Australia's small Greens party, on course to gain the balance of power in the Senate upper house, said it would seek to toughen the mining tax if Labor wins.

The proposed 30 percent tax on iron ore and coal, forecast to raise A$10.5 billion (6.1 billion pounds) over two years starting 2012, has been signed off by mining giants BHP Billiton, Rio Tinto and Xstrata, but is opposed by much of the rest of Australia's key mining sector.

The Greens' stance could force the government to negotiate some changes. The Greens want to raise an extra A$2 billion a year, but party leader Bob Brown said they would not block the tax if it did not secure its changes.

"All I can do is say we will negotiate strongly, inject better ideas into the mining tax proposals Labor has, and I think we will get a dividend," Brown told the National Press Club.

"Given that option, you don't have to be Einstein to know that the Greens will be going with the Labor Party alternative."
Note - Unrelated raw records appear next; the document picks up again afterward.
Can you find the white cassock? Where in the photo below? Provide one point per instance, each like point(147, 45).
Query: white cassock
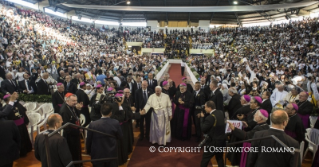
point(160, 131)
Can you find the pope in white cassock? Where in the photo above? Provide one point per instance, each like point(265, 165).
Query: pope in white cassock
point(160, 131)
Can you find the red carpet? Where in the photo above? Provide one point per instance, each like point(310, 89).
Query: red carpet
point(176, 74)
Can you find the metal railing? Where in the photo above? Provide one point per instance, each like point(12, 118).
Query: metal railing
point(47, 150)
point(295, 153)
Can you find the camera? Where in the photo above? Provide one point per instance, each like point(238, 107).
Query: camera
point(204, 141)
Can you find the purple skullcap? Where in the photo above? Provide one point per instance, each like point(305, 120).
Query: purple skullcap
point(258, 99)
point(264, 112)
point(295, 106)
point(118, 95)
point(5, 96)
point(183, 84)
point(247, 98)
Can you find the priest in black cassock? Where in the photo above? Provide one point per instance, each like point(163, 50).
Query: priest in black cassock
point(181, 122)
point(128, 106)
point(305, 108)
point(18, 115)
point(84, 99)
point(260, 118)
point(58, 98)
point(96, 102)
point(70, 112)
point(197, 108)
point(294, 127)
point(189, 86)
point(118, 113)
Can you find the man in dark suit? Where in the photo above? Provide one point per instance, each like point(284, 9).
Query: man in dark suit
point(141, 96)
point(152, 83)
point(199, 101)
point(59, 150)
point(25, 85)
point(234, 103)
point(2, 71)
point(279, 119)
point(69, 86)
point(43, 86)
point(10, 142)
point(204, 87)
point(266, 105)
point(132, 85)
point(216, 96)
point(9, 85)
point(101, 146)
point(305, 108)
point(214, 126)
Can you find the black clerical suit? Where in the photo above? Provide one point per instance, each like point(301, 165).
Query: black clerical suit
point(9, 86)
point(43, 87)
point(295, 128)
point(25, 85)
point(181, 122)
point(233, 105)
point(10, 142)
point(101, 146)
point(152, 83)
point(57, 100)
point(214, 126)
point(96, 107)
point(217, 97)
point(59, 150)
point(72, 88)
point(72, 134)
point(83, 98)
point(197, 108)
point(140, 103)
point(266, 159)
point(266, 105)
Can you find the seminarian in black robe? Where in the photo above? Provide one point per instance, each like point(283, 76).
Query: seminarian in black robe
point(72, 134)
point(295, 128)
point(18, 115)
point(304, 111)
point(59, 150)
point(266, 159)
point(57, 100)
point(197, 108)
point(129, 116)
point(83, 97)
point(182, 116)
point(96, 106)
point(118, 113)
point(233, 105)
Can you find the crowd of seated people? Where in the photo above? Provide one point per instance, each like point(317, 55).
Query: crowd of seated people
point(252, 68)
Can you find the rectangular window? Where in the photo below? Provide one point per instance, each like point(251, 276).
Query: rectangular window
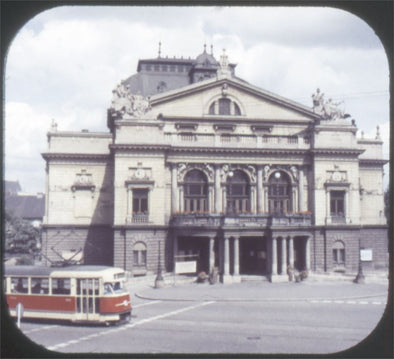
point(61, 286)
point(224, 106)
point(337, 203)
point(338, 256)
point(40, 285)
point(19, 285)
point(139, 258)
point(140, 201)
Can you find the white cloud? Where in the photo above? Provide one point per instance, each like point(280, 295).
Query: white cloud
point(65, 62)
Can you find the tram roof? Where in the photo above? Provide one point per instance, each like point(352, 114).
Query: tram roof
point(46, 271)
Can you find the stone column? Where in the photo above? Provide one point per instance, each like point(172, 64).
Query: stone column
point(293, 199)
point(283, 257)
point(224, 199)
point(253, 199)
point(346, 209)
point(211, 253)
point(175, 249)
point(260, 190)
point(266, 207)
point(308, 254)
point(174, 189)
point(226, 269)
point(300, 190)
point(129, 213)
point(210, 199)
point(274, 260)
point(181, 201)
point(291, 252)
point(218, 207)
point(328, 215)
point(236, 256)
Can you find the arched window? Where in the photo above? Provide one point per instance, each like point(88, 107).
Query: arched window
point(338, 254)
point(237, 110)
point(224, 106)
point(279, 193)
point(238, 192)
point(212, 108)
point(195, 192)
point(139, 255)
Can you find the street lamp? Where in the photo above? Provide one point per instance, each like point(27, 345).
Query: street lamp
point(360, 278)
point(230, 205)
point(159, 281)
A Labor victory would also see a possible carbon trading scheme to combat climate change from 2012 and ensure construction of a $38 billion fibre-optic national broadband network.

The Liberal-National opposition opposes all three policies.

CLOSE ELECTION

With two days of campaigning left and economic management a key issue, the opposition on Wednesday promised a budget surplus of A$6.2 billion by 2012-13, almost double the government's forecast surplus of A$3.5 billion.

Australians are historically wary of government borrowing due to high levels of personal debt and home ownership, so the opposition also promised to cut the country's A$90 billion ($81.5 billion) debt by a third within four years.

"The coalition has the courage and commitment to draw a line in the sand and stop Labor's reckless spending and waste," opposition treasury spokesman Joe Hockey said.

The latest Reuters Poll Trend shows Labor has a 3 point lead, which could see Gillard win a four-seat majority in the 150-seat parliament. Labor had a 16-seat majority at the last election.

"I think this will be the closest election since 1961, which was a cliff-hanger. I do think this will go down to the wire," Chris Bowen, Labor's campaign spokesman, said on Wednesday.

However, the possibility remains that the August 21 election may result in a hung parliament, where neither Labor nor the opposition wins enough seats to form government.

In that case the support of three independents will decide which party forms the next government.

Australia could face a fiscal crisis if voters deliver a hung parliament with two key independent politicians saying they cannot guarantee support for the next government's budget plans.

Without a clear winner, the next Australian government may have to rely on three independents to form a government, but in interviews with Reuters only one MP made a pre-election commitment to support government money bills.

A minority government represents the worst outcome for financial markets, with one analyst tipping a 2-5 percent fall in the Australian dollar in that case.

"If there is a hung parliament...it means there is a heck of a lot of uncertainty," said Guy Bruten, Australia & NZ strategist for AllianceBernstein. "That...won't help the Aussie dollar."

The Reuters Poll Trend found Gillard could lose up to 11 seats with voters angry over the mining tax, a failure by Labor to implement a carbon trading scheme and a perception of weak border protection with the arrival of illegal immigrants.

However, voters are also dissatisfied with conservative leader Tony Abbott, with Gillard commanding a 13 point lead as preferred prime minister. Many Australians do not want to vote for Labor, but shun the pugnacious Abbott as leader.

Online bookmakers said odds on a Gillard win, as well as the possibility of a hung parliament, had shortened.